I like your approach in addressing the concerns instead of the standard b!+ching and moaning that is the most common answer. I like the idea, something along those lines would be fairly easy to do and mitigate the landowners primary concerns.


----------



## Nor-tah (Dec 16, 2007)

What about a 5 dollar fee for a 365 day license for those of us that want to fish private waters and the money goes to habitat restoration for these whiney land owners. Say 2000 of us bought them... Thats 10,000 for them. Id pay it.... even though I feel its my right anyway.


----------



## lunkerhunter2 (Nov 3, 2007)

Very good idea i think. I would buy it. I already do the garbage mans job when i see it. Now, how do you get this to the capital??


----------



## flyguy7 (Sep 16, 2007)

good ideas but none are really feasable


----------



## Troll (Oct 21, 2008)

There are many good ideas that are better than HB 187, that's the point. 187, doesn't address anything, it just restricts.

The answer to Ferrys question is simple, I can see why he wouldn't ask us at the rally this morning.

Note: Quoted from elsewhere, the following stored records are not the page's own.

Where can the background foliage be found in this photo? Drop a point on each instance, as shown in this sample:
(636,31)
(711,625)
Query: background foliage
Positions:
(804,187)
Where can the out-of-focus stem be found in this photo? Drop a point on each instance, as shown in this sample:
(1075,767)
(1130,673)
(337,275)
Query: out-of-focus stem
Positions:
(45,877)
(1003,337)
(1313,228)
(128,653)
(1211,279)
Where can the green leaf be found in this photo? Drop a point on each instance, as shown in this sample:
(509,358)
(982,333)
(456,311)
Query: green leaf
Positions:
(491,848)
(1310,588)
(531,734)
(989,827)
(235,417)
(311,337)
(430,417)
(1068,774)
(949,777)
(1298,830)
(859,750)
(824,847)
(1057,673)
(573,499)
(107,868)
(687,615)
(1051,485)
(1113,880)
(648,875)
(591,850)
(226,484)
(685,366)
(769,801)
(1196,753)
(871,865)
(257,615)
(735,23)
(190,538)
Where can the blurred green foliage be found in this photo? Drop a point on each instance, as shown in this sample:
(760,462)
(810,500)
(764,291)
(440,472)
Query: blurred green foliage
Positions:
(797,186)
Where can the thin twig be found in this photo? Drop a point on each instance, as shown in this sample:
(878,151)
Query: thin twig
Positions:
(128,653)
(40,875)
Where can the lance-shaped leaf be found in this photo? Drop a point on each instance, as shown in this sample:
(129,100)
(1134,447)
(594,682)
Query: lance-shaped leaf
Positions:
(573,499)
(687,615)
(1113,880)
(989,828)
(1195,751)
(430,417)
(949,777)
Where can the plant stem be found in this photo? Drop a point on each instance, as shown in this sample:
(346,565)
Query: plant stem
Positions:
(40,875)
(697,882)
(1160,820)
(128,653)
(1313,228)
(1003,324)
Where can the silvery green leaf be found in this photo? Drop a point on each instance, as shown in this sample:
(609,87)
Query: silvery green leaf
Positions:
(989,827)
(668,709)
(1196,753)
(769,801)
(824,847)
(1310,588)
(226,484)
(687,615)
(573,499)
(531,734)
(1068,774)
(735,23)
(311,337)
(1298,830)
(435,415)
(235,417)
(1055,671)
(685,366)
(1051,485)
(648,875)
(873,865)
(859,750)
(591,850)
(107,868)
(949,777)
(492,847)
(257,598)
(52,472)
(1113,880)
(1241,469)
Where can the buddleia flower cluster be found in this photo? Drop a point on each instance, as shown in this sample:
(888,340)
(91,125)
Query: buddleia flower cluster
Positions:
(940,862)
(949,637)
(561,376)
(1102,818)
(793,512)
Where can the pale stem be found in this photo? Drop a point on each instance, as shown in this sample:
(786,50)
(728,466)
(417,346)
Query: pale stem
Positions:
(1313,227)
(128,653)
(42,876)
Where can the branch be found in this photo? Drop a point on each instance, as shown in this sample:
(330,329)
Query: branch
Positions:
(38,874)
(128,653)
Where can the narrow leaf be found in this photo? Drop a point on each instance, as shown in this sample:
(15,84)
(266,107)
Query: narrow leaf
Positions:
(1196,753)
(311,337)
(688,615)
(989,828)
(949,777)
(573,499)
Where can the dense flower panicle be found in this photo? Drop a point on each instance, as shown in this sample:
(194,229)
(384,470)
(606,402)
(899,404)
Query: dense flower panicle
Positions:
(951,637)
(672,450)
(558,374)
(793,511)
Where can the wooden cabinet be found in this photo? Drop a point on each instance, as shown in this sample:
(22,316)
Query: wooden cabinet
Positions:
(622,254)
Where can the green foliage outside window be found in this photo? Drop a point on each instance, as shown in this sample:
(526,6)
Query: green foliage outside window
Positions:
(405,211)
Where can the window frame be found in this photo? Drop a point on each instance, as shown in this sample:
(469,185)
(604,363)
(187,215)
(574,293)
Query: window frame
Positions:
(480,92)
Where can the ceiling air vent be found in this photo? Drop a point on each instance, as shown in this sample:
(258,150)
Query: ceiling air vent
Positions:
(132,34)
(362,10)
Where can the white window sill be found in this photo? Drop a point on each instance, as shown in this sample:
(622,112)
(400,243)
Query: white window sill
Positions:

The stake that anglers and floaters have in the land is the angling and floating. In the second most arid state, these very activities are the stake. The right to access *OUR* water and *OUR* wildlife that inhabits them is the stake.
Land owners argue that the wildlife that inhabits their land is there of it's own free will and that by being there are somehow a burdon and expence to them. The truth is that they should be taxed by the foot for any land that they have chosen to restrict the publics access to that wild life on. By restricting the publics access they are in effect "Harboring" that wildlife. As such they should not be able to access that wildlife themselves either without compensation to the public.

Now for solutions and compromise.

1. There needs to be a bill introduced that defines "stream bed". If it be the area of land that is actually covered by water at any given moment, the historical high water mark or somewhere in between.
2. There needs to be a bill that increases penalties of tresspass, littering, destruction of private property and other concerns while participating in a recreational activity on the access, to loss of wildlife privliges, heavy fines, rewards for people who turn them in and land owner restitution for those infractions.
3. A bill defining "Public Access Point" needs to be introduced. It needs to define what they are, how far they extend and the limits of them. How far can I wade up the Weber onto 1000 peaks ranch property, 1/2 as far as I can travel upstream in as long as I can stay awake? That's not right. 
4. Specify what quanities of water are to small to feasably qualify as public angling and floating waters, either by phisical size or water flow; up stream of waters less than an average of 3' in width for a distance of 1000 feetor up stream of waters having a historical flow of less than 35cfs. Or is it all waters origionating on public lands. A comprimise to owners who worry that they will have someone trampeling up every runlet.
5. Indemnify and make immune land owners for any and all injurys either phisical, emotional or material from use of the access. Look at what that jury just did to that guy in AZ for harrassing illegal alians! He has to pay the illegals $77 grand! We need to have a statue that assures land owners that if some falls or gets kicked by live stock that they will not be held responsible. We use that access at our own risk.

That's about it for now, but there are more.


----------



## Huge29 (Sep 17, 2007)

Troll said:


> Land owners *argue* that the wildlife that inhabits their land is there of it's own free will and that by being there are somehow a burden and expense to them. The truth is that they should be taxed by the foot for any land that they have chosen to restrict the public's access to that wild life on. By restricting the public's access they are in effect "Harboring" that wildlife. As such they should not be able to access that wildlife themselves either without compensation to the public.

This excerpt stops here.